MASS MoCA: Bigger is better (1999)

Dubbed "A Cultural Factory for the 21st Century", the Massachusetts Museum of Contemporary of Art (MASS MoCA) officially opened on May 30 as the largest center for contemporary visual and performing arts in the United States.

R. J. Preece
artdesigncafé - art | 15 September 2009
This news report first appeared in World Sculpture News, 5(3), pp. 21-2 in 1999.

MASS MoCA: Bigger is better

Occupying a 13-acre site composed of historic buildings in the town of North Adams, the Museum currently boasts 220,000 square feet of renovated space for galleries, theaters, rehearsal studios, art fabrication spaces, and commercial tenancies in six of the site’s 27 buildings. The price tag: US$31.4 million, including US$22 million from the Massachusetts State Government.

MASS MoCA intends to focus on three areas. These include “the work of artists charting new territory, works that blur the lines between visual and performing arts, and works that have been seldom—or never—been exhibited because of physical demands such as scale, materials, and fabrication methods.” For sculpture and installation, some spaces are intended for artworks that are too large to be viewed in more traditional interiors. Works currently on view include those loaned by the Guggenheim Museum, the Dia Center for the Arts in New York, the Philadelphia Museum of Art, and artist Robert Rauschenberg.

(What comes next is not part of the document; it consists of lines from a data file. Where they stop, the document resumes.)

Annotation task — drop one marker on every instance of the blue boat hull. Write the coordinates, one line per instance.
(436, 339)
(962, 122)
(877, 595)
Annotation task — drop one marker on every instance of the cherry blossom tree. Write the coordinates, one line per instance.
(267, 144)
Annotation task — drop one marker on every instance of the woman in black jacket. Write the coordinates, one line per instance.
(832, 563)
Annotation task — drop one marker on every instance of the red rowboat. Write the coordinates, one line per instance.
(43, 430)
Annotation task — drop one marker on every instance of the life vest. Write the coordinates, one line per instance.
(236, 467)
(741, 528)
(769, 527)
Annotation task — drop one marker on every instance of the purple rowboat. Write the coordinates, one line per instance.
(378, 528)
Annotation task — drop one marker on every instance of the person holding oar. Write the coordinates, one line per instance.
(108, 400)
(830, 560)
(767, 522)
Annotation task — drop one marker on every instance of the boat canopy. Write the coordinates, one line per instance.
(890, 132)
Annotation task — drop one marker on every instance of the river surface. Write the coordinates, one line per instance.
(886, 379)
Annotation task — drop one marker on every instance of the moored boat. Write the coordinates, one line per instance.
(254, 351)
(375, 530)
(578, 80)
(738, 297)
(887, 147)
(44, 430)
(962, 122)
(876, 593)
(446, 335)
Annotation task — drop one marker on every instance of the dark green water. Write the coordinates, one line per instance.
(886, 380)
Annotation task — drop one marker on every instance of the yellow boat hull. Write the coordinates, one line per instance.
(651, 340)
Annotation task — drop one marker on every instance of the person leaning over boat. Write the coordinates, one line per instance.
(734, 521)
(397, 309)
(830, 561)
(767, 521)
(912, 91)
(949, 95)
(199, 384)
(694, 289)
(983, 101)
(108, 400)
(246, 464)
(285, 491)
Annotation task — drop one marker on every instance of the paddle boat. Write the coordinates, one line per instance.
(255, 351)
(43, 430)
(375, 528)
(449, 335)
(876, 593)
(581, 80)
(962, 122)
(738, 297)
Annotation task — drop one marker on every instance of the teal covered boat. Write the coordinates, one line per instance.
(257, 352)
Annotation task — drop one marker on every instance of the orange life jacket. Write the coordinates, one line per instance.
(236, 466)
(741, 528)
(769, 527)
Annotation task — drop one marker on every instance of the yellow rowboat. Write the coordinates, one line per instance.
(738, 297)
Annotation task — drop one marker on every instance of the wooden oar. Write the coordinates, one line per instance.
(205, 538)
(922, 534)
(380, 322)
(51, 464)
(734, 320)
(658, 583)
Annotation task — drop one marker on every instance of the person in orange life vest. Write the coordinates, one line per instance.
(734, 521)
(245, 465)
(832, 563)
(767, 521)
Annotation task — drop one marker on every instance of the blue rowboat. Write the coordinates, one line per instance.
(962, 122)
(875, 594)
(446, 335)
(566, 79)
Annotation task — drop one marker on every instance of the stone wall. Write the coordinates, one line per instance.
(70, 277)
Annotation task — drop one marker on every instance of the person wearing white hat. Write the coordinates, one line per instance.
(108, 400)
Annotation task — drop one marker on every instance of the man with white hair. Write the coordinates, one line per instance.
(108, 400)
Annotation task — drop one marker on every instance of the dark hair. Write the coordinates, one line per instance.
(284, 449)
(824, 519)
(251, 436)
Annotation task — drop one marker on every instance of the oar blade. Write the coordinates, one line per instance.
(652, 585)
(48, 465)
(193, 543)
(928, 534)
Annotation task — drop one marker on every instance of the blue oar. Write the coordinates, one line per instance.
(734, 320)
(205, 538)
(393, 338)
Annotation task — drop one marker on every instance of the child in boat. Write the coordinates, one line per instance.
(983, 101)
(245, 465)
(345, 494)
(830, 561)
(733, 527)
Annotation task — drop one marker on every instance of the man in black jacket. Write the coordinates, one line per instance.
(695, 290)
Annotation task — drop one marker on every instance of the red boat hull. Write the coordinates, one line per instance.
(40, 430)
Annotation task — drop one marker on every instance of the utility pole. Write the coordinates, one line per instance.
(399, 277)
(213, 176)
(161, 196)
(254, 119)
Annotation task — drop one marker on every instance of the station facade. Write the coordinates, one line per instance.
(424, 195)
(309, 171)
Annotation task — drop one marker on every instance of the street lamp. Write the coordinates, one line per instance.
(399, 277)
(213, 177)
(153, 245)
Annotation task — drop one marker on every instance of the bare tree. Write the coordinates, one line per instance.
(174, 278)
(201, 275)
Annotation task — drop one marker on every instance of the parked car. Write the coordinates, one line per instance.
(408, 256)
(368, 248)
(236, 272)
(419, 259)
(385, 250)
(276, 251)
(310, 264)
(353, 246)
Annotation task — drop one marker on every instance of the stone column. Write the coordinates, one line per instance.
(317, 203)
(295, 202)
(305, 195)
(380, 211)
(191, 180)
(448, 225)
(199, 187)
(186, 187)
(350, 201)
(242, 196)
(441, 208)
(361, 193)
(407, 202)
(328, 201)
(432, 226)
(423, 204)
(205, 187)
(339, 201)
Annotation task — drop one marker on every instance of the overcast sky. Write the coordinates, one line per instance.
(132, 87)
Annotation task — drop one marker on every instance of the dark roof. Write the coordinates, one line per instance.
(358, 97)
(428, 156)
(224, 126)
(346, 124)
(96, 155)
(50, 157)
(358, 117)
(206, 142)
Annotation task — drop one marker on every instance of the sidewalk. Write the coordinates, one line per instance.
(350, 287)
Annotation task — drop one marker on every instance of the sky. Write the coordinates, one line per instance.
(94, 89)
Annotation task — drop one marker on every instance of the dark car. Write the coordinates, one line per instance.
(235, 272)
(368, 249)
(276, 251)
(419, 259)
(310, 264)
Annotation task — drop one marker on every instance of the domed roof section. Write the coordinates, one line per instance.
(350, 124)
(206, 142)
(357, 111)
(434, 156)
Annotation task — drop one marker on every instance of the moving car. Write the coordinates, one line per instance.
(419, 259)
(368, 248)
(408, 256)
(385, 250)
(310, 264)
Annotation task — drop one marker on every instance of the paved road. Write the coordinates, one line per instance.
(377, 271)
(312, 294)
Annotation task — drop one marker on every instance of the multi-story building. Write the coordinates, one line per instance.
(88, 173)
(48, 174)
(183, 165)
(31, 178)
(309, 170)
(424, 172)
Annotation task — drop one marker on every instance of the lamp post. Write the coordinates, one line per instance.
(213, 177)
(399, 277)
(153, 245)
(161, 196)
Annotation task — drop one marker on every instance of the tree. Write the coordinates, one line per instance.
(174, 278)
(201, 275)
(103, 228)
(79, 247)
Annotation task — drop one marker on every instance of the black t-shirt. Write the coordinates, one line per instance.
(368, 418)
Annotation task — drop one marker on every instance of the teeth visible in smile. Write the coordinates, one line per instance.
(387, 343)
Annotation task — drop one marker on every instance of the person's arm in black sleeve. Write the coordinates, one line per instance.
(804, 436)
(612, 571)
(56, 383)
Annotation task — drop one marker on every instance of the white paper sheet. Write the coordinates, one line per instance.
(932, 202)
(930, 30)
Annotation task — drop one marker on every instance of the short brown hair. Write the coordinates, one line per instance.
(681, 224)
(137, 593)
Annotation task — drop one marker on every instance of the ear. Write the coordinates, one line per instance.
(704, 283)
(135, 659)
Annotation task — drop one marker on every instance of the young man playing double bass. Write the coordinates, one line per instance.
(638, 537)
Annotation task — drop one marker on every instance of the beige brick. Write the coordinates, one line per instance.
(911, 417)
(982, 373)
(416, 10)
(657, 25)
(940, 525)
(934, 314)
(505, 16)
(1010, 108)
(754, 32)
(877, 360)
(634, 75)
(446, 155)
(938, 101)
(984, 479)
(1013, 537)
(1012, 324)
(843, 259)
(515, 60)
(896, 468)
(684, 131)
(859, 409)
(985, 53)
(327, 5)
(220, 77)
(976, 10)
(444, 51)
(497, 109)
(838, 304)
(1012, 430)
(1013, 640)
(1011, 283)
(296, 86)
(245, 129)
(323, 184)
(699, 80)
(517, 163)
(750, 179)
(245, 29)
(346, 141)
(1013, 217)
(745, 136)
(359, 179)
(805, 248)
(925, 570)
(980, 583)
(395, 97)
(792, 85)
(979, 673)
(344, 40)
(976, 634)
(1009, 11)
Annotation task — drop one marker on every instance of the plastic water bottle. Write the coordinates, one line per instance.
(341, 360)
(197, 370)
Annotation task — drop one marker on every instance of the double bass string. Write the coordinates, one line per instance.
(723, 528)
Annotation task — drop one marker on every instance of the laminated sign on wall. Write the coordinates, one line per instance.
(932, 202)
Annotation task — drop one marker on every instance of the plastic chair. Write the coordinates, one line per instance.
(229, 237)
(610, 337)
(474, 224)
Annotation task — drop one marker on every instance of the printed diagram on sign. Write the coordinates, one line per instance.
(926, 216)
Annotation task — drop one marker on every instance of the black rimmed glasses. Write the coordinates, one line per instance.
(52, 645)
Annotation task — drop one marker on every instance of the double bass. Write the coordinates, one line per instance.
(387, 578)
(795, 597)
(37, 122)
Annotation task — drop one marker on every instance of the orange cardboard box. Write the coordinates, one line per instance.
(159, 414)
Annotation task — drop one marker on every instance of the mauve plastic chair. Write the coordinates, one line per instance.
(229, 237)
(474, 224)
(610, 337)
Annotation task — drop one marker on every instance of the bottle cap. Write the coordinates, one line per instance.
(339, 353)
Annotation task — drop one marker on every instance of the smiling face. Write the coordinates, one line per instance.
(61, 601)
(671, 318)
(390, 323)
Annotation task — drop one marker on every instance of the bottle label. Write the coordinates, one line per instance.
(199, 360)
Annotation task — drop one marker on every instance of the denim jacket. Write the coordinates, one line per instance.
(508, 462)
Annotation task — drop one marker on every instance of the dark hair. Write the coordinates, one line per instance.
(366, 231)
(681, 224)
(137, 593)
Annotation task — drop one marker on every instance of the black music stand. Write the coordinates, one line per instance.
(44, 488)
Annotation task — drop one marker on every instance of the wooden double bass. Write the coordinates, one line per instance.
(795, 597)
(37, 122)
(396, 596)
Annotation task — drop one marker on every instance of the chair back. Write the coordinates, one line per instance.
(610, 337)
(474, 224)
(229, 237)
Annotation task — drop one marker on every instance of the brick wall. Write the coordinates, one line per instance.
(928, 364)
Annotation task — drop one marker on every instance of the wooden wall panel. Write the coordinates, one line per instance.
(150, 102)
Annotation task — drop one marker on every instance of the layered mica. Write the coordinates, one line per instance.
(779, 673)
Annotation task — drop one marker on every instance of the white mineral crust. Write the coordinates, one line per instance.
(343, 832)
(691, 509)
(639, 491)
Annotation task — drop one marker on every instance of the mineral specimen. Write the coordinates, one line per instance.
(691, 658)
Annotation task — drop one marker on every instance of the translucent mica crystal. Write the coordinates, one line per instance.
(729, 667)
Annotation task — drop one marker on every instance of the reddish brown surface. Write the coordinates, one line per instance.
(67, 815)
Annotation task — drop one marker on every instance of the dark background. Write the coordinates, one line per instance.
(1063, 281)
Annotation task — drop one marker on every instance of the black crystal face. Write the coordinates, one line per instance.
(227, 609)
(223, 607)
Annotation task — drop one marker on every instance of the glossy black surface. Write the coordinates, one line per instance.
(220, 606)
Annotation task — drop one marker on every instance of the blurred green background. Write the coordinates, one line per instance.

Carved out of factory architecture, gallery dimensions are immense. The biggest one is the largest in the United States— as long as an American football field— and currently houses Robert Rauschenberg’s The ¼ Miles or 2 Furlong Piece (1981-present). Described as a work in progress, the installation consists of 195 parts and is a “self-contained retrospective.” At almost 1,000 feet long, it is lengthy, yet it is intended to become one quarter of a mile on completion. Nearby, James Rosenquist’s The Swimmer in the Econo-mist (1997-1998) refers to post-divided Germany and “to the interdependent nature of the global economy.” It occupies a 130-foot-long space with a 40-foot ceiling and it can be viewed from three museum levels. Other monumental-scale pieces include Mario Merz’s Acceleration=Dream, Fibonacci Numbers in Neon and Motorcycle Phantom (1972), and Joseph Beuys’s Lighting with Stag in its Glare (1958-1985).

As part of the MASS MoCA’s launch, a billboard art retrospective occupies highways in and around North Adams. Art in the show includes billboards by the Guerrilla Girls, Joseph Kosuth, Jenny Holzer, Barbara Kruger, Gran Fury, Keith Haring, and Les Levine, as well as new ones by Sue Coe, Gary Simmons, and Leon Golub. MASS MoCA has also commissioned site-specific sound installations by Walter Fähndrich and a collaboration by Bruce Odland and Sam Auinger. A permanent sound piece by Christina Kubisch plays from the complex’s 80-foot clock tower, and sound emits according to the intensity of light.